Chikashi had been deeply moved by the sound of Goro’s exuberant voice, but now it was time to pull herself together and make breakfast for her family. She decided to keep the “Berlin tapes” for herself, rather than returning them to her husband. For the first time in a very long while, mixed in with
a complex stew of other emotions, she even felt a faint stirring of sexuality.

And based on what she’d gleaned from Goro’s recorded narrative, Chikashi felt absolutely certain that the girl in question would never turn into the type of person who could be called a “wretched woman” by some third-rate tabloid journalist.

7

Three months went by, or thereabouts. And then, out of the blue, who should appear in Chikashi’s life but the young woman Goro had talked about with so much passion? First, there was a phone call from the girl, which was an unexpectedly pleasant experience in itself.

After Goro’s death, there had been a sudden increase in phone calls from complete strangers, and as a result Chikashi had developed a not entirely irrational feeling of dread and aversion toward the telephone itself. In one sense, those calls had been harder to deal with than the complaints about Kogito’s always-controversial work that had flooded in on numerous occasions in the past, from both ends of the political spectrum. But when the call came from the girl, and even before Chikashi had any idea who the caller was or what her business might be, she somehow got the feeling, just from the young woman’s voice and way of talking, that maybe the telephone wasn’t such a bad thing, after all. This quasi-magical system that could link two human beings together by way of
a feeble electrical current flowing over a telephone line: why had she forgotten how comforting that connection could be? And that very phenomenon—two strangers on either end of a telephone line—turned out to have the power to rescue Chikashi from the submerged feelings of isolation and helplessness that had been haunting her for so long she wasn’t really conscious of them anymore.

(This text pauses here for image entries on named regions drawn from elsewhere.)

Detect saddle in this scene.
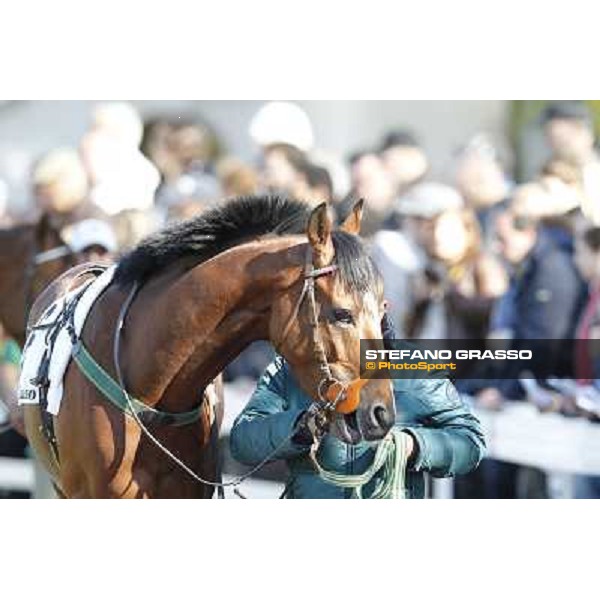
[19,263,107,463]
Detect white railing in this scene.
[0,396,600,497]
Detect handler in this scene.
[230,316,485,499]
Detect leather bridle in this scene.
[277,245,367,414]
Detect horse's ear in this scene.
[340,198,365,235]
[306,202,334,267]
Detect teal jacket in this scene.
[230,356,485,498]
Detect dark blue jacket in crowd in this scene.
[458,227,585,398]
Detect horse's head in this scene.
[271,201,395,444]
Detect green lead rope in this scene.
[72,340,202,427]
[310,427,408,500]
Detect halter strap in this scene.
[277,245,338,346]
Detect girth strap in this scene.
[72,339,203,427]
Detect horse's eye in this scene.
[333,308,354,325]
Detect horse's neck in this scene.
[127,237,304,410]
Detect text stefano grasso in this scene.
[365,348,533,360]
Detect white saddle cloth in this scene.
[19,266,116,415]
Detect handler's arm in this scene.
[393,378,485,477]
[229,357,308,465]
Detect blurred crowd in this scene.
[0,101,600,498]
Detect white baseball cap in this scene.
[65,219,118,252]
[396,181,464,219]
[250,102,314,152]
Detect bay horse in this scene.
[24,196,395,498]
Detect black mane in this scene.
[114,196,378,293]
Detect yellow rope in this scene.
[310,427,408,499]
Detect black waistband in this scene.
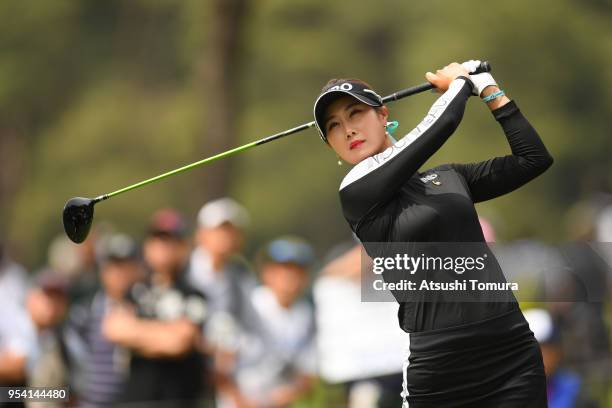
[410,309,533,352]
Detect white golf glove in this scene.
[461,60,497,96]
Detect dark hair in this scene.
[321,78,381,115]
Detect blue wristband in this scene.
[482,89,506,102]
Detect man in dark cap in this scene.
[69,234,142,406]
[102,209,207,407]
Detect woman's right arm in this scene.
[340,75,472,230]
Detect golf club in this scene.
[62,61,491,244]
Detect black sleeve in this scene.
[340,77,472,226]
[451,101,553,203]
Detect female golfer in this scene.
[314,60,553,408]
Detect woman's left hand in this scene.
[425,62,470,92]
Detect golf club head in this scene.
[63,197,95,244]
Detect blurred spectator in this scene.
[66,230,100,303]
[313,242,408,408]
[0,244,36,407]
[0,242,27,305]
[226,237,316,407]
[188,198,256,352]
[524,309,597,408]
[69,234,141,406]
[26,269,69,407]
[102,209,207,407]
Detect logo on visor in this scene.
[421,173,442,186]
[328,82,353,92]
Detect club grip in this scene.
[382,61,491,103]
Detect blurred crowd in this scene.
[0,198,612,408]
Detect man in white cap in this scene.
[188,197,256,348]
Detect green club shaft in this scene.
[93,122,315,203]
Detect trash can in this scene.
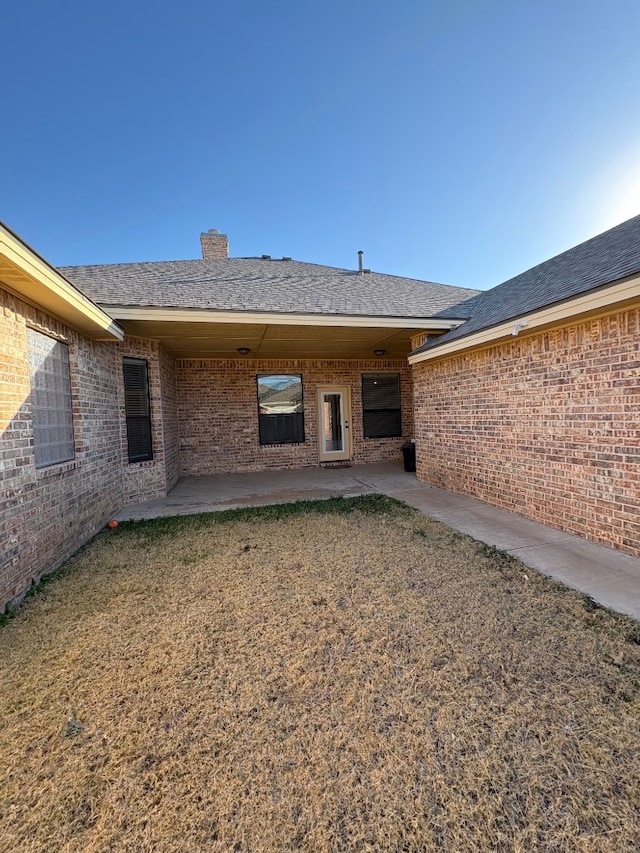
[402,441,416,473]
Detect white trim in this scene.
[0,223,124,341]
[409,276,640,364]
[103,303,465,331]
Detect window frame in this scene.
[122,355,153,465]
[361,372,402,439]
[256,373,306,447]
[26,326,76,470]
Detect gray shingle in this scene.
[415,216,640,352]
[60,258,478,319]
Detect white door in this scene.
[318,385,351,462]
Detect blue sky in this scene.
[0,0,640,288]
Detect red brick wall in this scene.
[159,347,180,491]
[413,308,640,555]
[0,288,123,611]
[177,359,413,476]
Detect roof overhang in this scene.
[96,305,462,361]
[104,304,464,331]
[0,223,124,341]
[409,275,640,364]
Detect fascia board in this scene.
[102,303,464,331]
[409,276,640,364]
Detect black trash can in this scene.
[402,441,416,473]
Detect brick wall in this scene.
[0,288,123,610]
[177,359,413,476]
[159,347,180,491]
[413,308,640,556]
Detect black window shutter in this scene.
[362,373,402,438]
[122,358,153,462]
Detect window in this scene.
[258,375,304,444]
[27,329,75,468]
[122,358,153,462]
[362,373,402,438]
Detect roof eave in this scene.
[409,274,640,365]
[0,223,124,341]
[102,303,464,331]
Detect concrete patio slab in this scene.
[116,462,640,619]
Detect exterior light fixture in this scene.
[511,320,529,337]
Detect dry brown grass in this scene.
[0,497,640,853]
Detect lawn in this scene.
[0,496,640,853]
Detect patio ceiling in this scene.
[118,318,450,360]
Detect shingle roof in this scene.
[60,258,478,319]
[415,216,640,352]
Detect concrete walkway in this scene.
[116,462,640,619]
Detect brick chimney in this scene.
[200,228,229,261]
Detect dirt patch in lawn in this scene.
[0,496,640,853]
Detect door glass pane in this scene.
[322,394,344,453]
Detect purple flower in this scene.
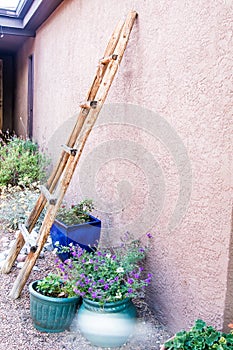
[91,292,97,299]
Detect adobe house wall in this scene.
[15,0,233,331]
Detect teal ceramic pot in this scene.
[29,281,80,333]
[78,299,136,348]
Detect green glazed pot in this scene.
[29,281,80,333]
[78,299,136,348]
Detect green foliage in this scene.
[165,320,233,350]
[0,182,44,230]
[0,135,48,186]
[53,236,152,305]
[36,273,76,298]
[56,199,94,226]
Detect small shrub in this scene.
[165,320,233,350]
[0,183,44,230]
[0,134,49,186]
[56,199,94,226]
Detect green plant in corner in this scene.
[0,133,49,186]
[56,199,94,226]
[164,319,233,350]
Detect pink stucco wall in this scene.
[15,0,233,331]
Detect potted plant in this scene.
[161,320,233,350]
[50,199,101,260]
[29,273,80,333]
[56,235,151,347]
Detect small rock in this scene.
[16,261,24,269]
[0,249,9,261]
[44,243,53,252]
[9,239,15,248]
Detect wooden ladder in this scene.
[1,11,137,299]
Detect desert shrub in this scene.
[0,131,49,186]
[0,183,44,230]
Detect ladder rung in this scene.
[39,185,57,205]
[99,54,118,64]
[79,101,97,109]
[19,224,37,253]
[62,145,77,157]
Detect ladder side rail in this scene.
[1,21,123,273]
[10,11,137,299]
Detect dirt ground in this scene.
[0,227,170,350]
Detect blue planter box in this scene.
[50,215,101,261]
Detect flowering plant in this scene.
[52,234,152,304]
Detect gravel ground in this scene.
[0,227,170,350]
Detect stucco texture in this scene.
[13,0,233,331]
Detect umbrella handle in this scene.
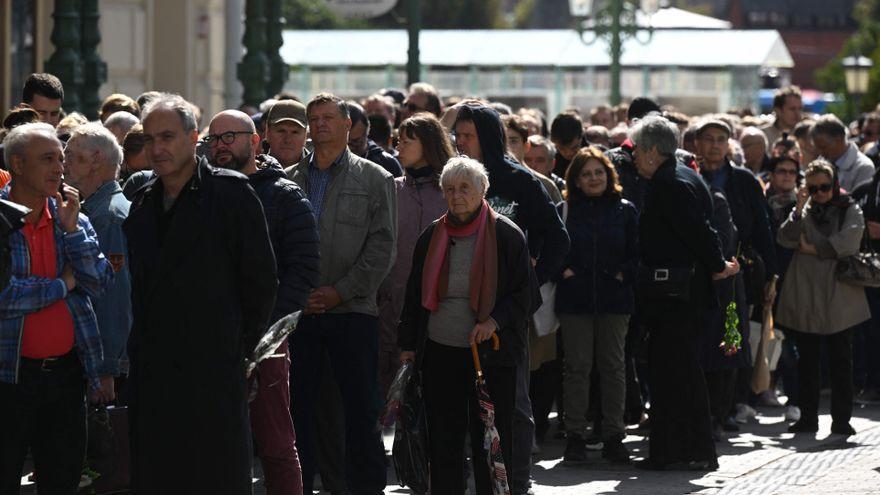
[471,332,501,380]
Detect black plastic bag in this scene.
[391,363,430,493]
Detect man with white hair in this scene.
[739,127,770,179]
[64,124,137,400]
[0,123,113,493]
[104,112,140,145]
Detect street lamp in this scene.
[841,54,874,114]
[568,0,661,105]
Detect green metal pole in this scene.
[406,0,422,85]
[80,0,107,120]
[43,0,83,113]
[609,0,623,105]
[266,0,290,98]
[237,0,270,106]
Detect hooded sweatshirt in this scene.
[456,106,569,284]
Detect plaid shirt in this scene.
[0,188,113,388]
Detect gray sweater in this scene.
[428,235,477,348]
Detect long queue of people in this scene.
[0,70,880,495]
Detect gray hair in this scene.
[141,93,199,132]
[67,122,124,169]
[104,110,140,136]
[3,122,61,167]
[628,115,679,156]
[529,134,556,159]
[810,113,846,139]
[440,156,489,195]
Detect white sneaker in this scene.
[734,404,758,425]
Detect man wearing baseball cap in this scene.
[264,100,308,168]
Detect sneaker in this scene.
[856,389,880,406]
[758,389,782,407]
[831,422,856,437]
[734,404,758,425]
[788,419,819,433]
[602,440,630,464]
[562,433,587,464]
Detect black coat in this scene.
[123,159,277,494]
[639,158,724,316]
[397,215,537,366]
[248,155,321,323]
[555,194,639,314]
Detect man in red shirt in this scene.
[0,123,113,493]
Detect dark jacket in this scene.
[458,105,569,288]
[556,190,639,314]
[397,215,538,366]
[364,139,403,177]
[123,159,277,494]
[703,162,778,282]
[639,158,724,316]
[248,155,321,323]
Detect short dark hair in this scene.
[398,112,455,176]
[565,146,623,199]
[306,93,351,119]
[367,114,392,143]
[550,111,584,143]
[21,72,64,103]
[773,85,803,108]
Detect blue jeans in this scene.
[290,313,385,495]
[0,351,86,495]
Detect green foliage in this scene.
[816,0,880,115]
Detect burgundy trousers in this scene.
[251,341,303,495]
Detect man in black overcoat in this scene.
[123,95,277,495]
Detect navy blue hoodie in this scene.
[456,106,569,284]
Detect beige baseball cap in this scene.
[266,100,308,129]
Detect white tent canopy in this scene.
[281,29,794,68]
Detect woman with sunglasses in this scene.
[776,160,871,436]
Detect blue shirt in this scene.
[308,151,345,222]
[82,180,132,376]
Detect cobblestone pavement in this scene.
[15,396,880,495]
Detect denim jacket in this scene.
[82,180,132,376]
[0,187,113,388]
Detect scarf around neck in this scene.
[422,199,498,322]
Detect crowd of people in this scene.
[0,70,880,495]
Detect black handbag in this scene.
[391,367,430,493]
[834,228,880,287]
[638,266,694,302]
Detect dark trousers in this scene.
[853,287,880,391]
[0,353,86,495]
[291,313,385,494]
[422,340,516,495]
[251,342,302,495]
[791,328,853,424]
[646,304,717,465]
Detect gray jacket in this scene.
[285,149,397,316]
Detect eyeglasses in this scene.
[807,184,832,194]
[202,131,253,145]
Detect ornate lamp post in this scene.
[568,0,660,105]
[841,54,874,115]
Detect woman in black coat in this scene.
[398,157,537,495]
[630,116,739,470]
[556,147,638,463]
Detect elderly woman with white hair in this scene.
[398,157,537,495]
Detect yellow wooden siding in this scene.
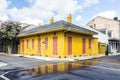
[20,32,63,57]
[20,31,98,58]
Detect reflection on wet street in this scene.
[0,55,120,80]
[5,59,100,80]
[28,59,99,75]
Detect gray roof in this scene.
[18,20,97,37]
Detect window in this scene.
[45,37,48,50]
[89,39,91,49]
[108,31,112,37]
[94,24,96,28]
[26,40,29,49]
[32,39,34,49]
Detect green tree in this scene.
[0,21,21,54]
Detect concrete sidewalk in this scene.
[1,53,120,62]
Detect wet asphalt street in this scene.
[0,55,120,80]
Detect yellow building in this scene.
[18,16,98,58]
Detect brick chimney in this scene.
[50,17,54,24]
[67,14,72,23]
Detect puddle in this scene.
[4,59,100,80]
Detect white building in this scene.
[86,16,120,53]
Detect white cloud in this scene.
[0,0,99,24]
[97,11,117,19]
[9,0,82,24]
[82,0,100,7]
[75,15,82,23]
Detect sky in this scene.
[0,0,120,26]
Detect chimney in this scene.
[113,17,118,21]
[67,14,72,23]
[50,17,54,24]
[37,23,41,27]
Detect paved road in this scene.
[0,55,120,80]
[0,54,52,74]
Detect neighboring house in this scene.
[86,16,120,53]
[84,26,109,54]
[18,16,98,58]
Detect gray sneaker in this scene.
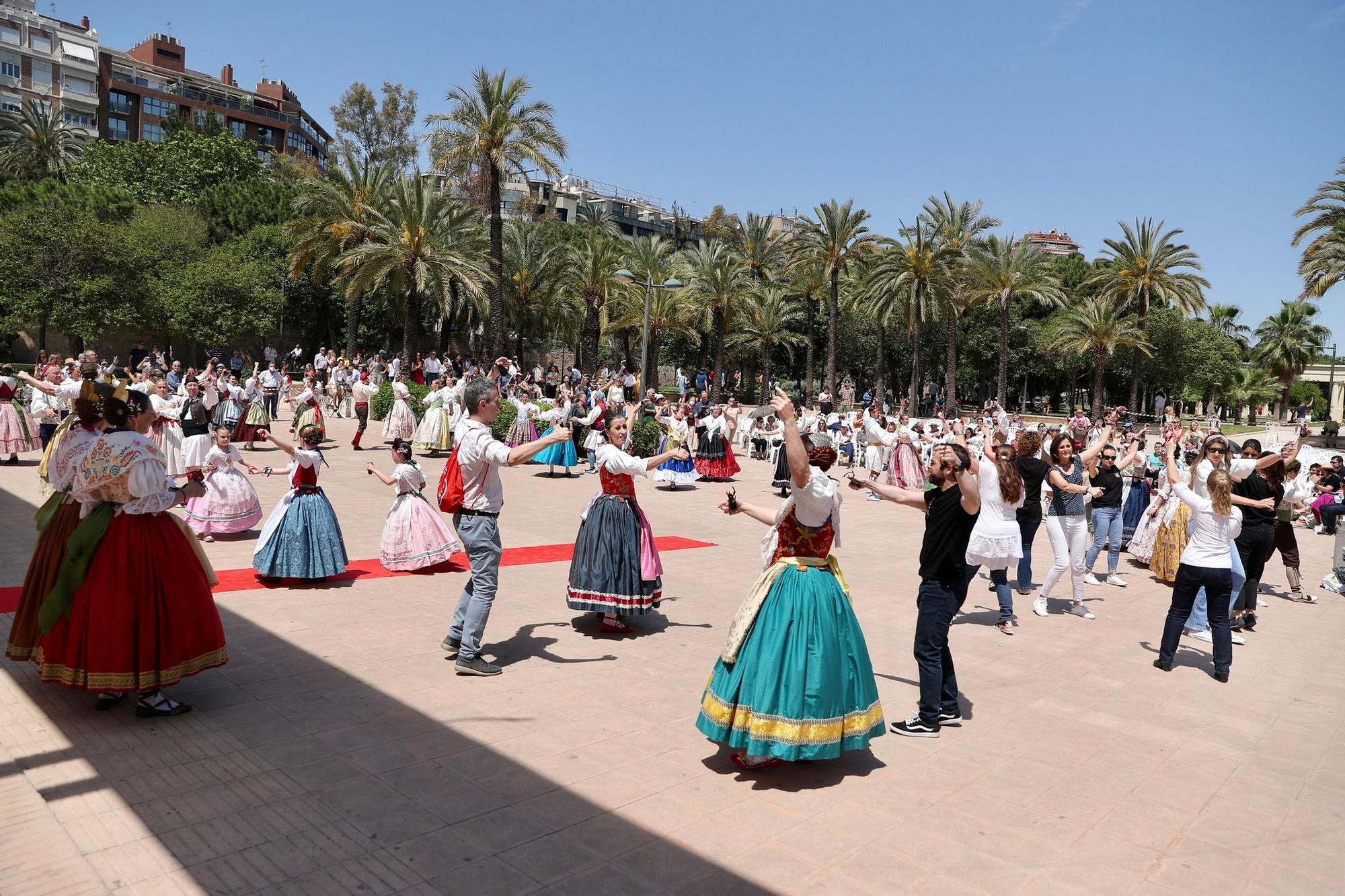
[457,657,504,676]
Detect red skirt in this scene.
[32,513,229,693]
[4,501,79,662]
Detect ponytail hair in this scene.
[1205,470,1233,517]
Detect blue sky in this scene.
[92,0,1345,340]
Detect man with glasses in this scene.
[1084,434,1139,588]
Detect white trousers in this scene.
[1037,517,1088,600]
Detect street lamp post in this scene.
[613,268,686,389]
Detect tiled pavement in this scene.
[0,421,1345,896]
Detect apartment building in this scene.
[0,0,98,134]
[98,34,331,168]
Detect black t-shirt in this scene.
[1092,464,1122,510]
[920,485,976,585]
[1014,456,1050,517]
[1233,471,1284,529]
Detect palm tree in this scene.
[869,219,962,409]
[790,199,878,395]
[568,227,625,371]
[1291,159,1345,297]
[686,239,753,390]
[729,286,804,403]
[1050,296,1154,417]
[0,99,91,181]
[336,172,491,363]
[1252,301,1332,419]
[504,220,565,356]
[425,69,565,355]
[1219,364,1279,421]
[964,235,1065,406]
[285,149,390,358]
[1209,304,1252,348]
[1081,218,1209,407]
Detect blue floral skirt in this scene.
[695,568,884,762]
[253,489,348,579]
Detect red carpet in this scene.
[0,536,716,614]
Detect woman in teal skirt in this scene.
[695,390,884,770]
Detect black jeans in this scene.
[913,573,974,724]
[1158,564,1233,671]
[1233,525,1275,610]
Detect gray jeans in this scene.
[448,514,503,659]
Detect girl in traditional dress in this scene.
[695,405,742,481]
[149,379,187,477]
[964,444,1026,635]
[253,423,348,580]
[565,406,687,634]
[32,387,229,717]
[366,440,460,571]
[654,407,699,491]
[527,389,580,479]
[233,363,270,451]
[695,390,884,770]
[383,374,416,441]
[0,367,42,464]
[187,426,261,541]
[4,374,112,662]
[292,376,325,445]
[413,379,453,458]
[504,389,541,448]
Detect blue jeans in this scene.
[1186,541,1247,631]
[912,568,975,724]
[1018,497,1041,588]
[448,514,504,661]
[1084,507,1124,575]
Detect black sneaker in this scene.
[888,715,939,737]
[457,657,504,676]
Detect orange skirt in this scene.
[4,501,79,662]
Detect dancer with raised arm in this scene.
[253,423,350,580]
[695,389,884,770]
[565,403,687,634]
[366,440,461,571]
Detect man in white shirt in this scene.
[440,358,570,676]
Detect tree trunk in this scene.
[1092,348,1107,418]
[873,321,888,401]
[803,293,818,405]
[346,292,364,358]
[827,268,841,401]
[943,313,958,414]
[486,164,507,358]
[998,296,1009,407]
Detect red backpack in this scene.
[438,445,464,514]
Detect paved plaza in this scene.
[0,421,1345,896]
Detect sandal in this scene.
[729,754,784,771]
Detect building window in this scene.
[140,97,178,118]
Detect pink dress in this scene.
[187,445,261,536]
[378,464,459,571]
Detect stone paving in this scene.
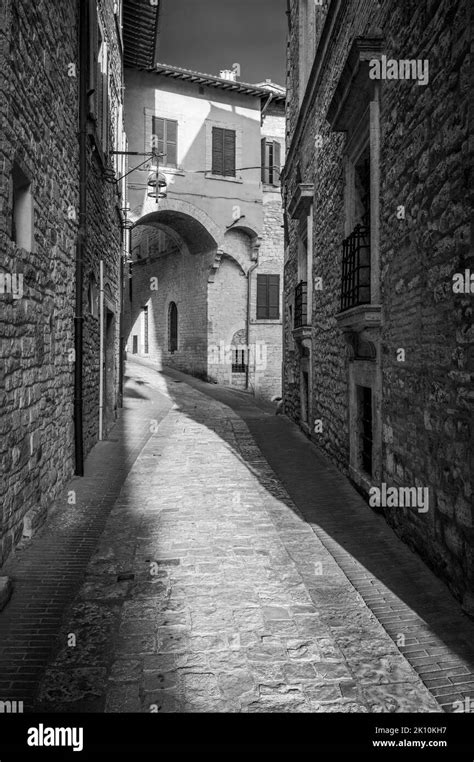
[0,366,173,711]
[35,365,442,712]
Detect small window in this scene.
[261,138,281,185]
[232,349,247,373]
[212,127,235,177]
[257,275,280,320]
[87,274,99,317]
[357,386,373,476]
[11,162,33,251]
[168,302,178,352]
[151,116,178,167]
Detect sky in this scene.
[157,0,288,86]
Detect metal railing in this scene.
[341,225,370,312]
[295,280,308,328]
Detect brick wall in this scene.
[0,0,124,565]
[284,0,474,608]
[125,225,213,374]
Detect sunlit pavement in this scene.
[21,363,466,712]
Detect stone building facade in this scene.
[283,0,474,613]
[124,64,285,399]
[0,0,157,565]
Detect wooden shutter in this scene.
[273,140,281,185]
[257,275,280,320]
[164,119,178,167]
[268,275,280,320]
[152,116,166,157]
[212,127,224,175]
[257,275,268,320]
[224,130,235,177]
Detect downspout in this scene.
[260,93,273,125]
[245,254,258,389]
[74,0,88,476]
[99,259,105,442]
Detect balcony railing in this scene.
[295,280,308,328]
[341,225,370,312]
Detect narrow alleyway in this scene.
[0,363,474,712]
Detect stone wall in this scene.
[0,0,124,565]
[125,225,213,374]
[284,0,474,608]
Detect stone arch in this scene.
[134,198,224,250]
[212,225,261,279]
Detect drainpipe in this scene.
[74,0,88,476]
[260,93,273,124]
[99,259,105,442]
[245,254,258,389]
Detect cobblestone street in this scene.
[0,363,474,712]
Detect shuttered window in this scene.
[212,127,235,177]
[151,116,178,167]
[261,138,281,185]
[257,275,280,320]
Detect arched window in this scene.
[168,302,178,352]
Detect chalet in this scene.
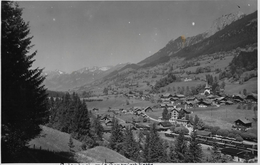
[103,126,112,133]
[203,83,211,95]
[184,101,196,109]
[156,122,172,131]
[235,119,252,128]
[144,107,153,112]
[220,147,255,163]
[135,123,150,129]
[226,100,233,105]
[161,93,172,99]
[105,120,112,126]
[175,119,189,126]
[245,93,257,103]
[92,108,98,112]
[160,104,167,110]
[232,94,245,102]
[196,130,212,137]
[198,100,212,108]
[183,77,192,82]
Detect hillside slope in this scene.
[75,146,134,163]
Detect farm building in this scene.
[235,119,252,128]
[176,119,189,126]
[245,93,257,103]
[232,94,245,102]
[198,100,212,108]
[221,148,255,163]
[196,130,212,137]
[144,107,153,112]
[156,122,172,131]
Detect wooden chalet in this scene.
[197,100,212,108]
[144,106,153,112]
[220,147,255,163]
[245,93,257,103]
[92,108,99,112]
[235,119,252,128]
[232,94,245,102]
[175,119,189,126]
[156,122,172,131]
[196,130,212,137]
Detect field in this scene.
[225,78,257,94]
[192,105,256,129]
[29,126,82,152]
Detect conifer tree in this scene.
[188,131,202,163]
[75,102,91,140]
[174,131,188,163]
[1,1,48,162]
[91,115,104,140]
[68,136,75,152]
[110,118,123,152]
[168,144,178,163]
[150,123,165,163]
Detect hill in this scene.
[75,146,134,163]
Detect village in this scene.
[90,84,257,162]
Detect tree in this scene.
[1,1,48,162]
[146,123,165,163]
[174,131,188,163]
[188,131,202,163]
[162,108,171,120]
[123,128,140,160]
[68,136,75,152]
[110,118,123,152]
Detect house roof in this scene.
[197,131,211,136]
[157,122,172,127]
[235,119,252,124]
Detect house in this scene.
[157,121,172,131]
[203,82,211,95]
[92,108,98,112]
[175,119,189,126]
[198,100,212,108]
[184,101,196,109]
[232,94,245,102]
[144,106,153,112]
[226,100,233,105]
[220,147,255,163]
[235,119,252,128]
[245,93,257,103]
[196,130,212,137]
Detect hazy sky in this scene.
[19,0,257,73]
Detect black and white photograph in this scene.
[0,0,258,162]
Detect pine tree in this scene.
[188,131,202,163]
[174,131,188,163]
[75,102,91,141]
[91,115,104,140]
[1,1,48,162]
[68,136,75,152]
[123,128,140,161]
[167,145,178,163]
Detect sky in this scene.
[19,0,257,73]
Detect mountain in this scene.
[43,64,127,91]
[174,12,257,59]
[138,12,245,68]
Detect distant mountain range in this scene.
[44,11,257,91]
[43,64,127,91]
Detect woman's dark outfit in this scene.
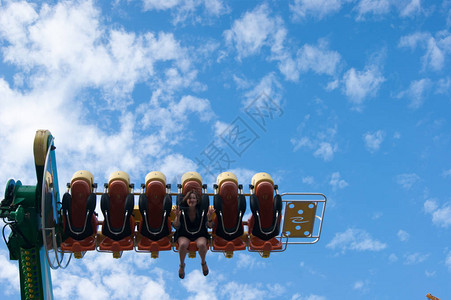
[174,205,210,242]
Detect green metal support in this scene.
[0,130,61,300]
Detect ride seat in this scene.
[61,170,98,258]
[213,172,246,258]
[248,173,282,253]
[99,171,135,252]
[138,171,172,258]
[174,172,210,258]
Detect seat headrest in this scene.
[70,170,94,191]
[108,171,131,191]
[144,171,166,186]
[251,172,274,192]
[216,172,238,193]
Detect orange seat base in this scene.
[138,236,172,252]
[61,236,96,253]
[175,240,210,258]
[249,236,283,252]
[99,236,133,252]
[213,236,246,252]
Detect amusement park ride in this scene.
[0,130,327,299]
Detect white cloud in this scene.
[291,293,327,300]
[143,0,229,25]
[0,1,222,192]
[224,4,286,59]
[313,142,337,161]
[396,173,420,190]
[302,176,315,185]
[326,228,387,253]
[445,251,451,272]
[182,270,218,300]
[397,78,432,109]
[396,229,410,242]
[290,115,338,161]
[424,199,451,228]
[329,172,348,190]
[355,0,390,20]
[399,0,421,17]
[404,252,429,265]
[236,253,265,270]
[352,280,370,292]
[297,41,341,75]
[219,282,268,300]
[398,31,451,71]
[243,72,283,109]
[343,66,385,108]
[290,0,343,20]
[388,253,398,263]
[363,130,385,153]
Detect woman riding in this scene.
[172,191,214,279]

“Three years ago, in Berlin, I was working for Goro Hanawa, and he gave me this number,” the girl began. “Is this Chikashi, by any chance? If you don’t mind, I’d like to talk to you for a minute. My name is Ura Shima.”

The voice on the telephone had the affectless quality so often heard in the voices of young women these days, a sort of unobtrusive monotone from which any tinge of emotion had been erased, but even so, it gave Chikashi a good feeling. It was as if the initial surprise at hearing that the voice belonged to the girl who was with Goro in Berlin had been quickly subsumed in a sensation of warmth and consolation.

“I’ll be happy to talk to you,” Chikashi said with complete sincerity.

“Thank you very much. I’ll get right to the point, then. I know this is rather sudden, but I have a favor to ask. Three years ago, at the time of the Berlin Film Festival, Goro sent you a watercolor painting. What I’m wondering is, would it be possible to get a color copy? When Goro was painting it, I was working as his interpreter/attendant, and I was at his side the entire time. I’m just back in Japan for a short time, and I’ve set my mind on taking a color copy of that painting with me when I return to Germany, no matter what. So I’m asking you to help me make that happen.”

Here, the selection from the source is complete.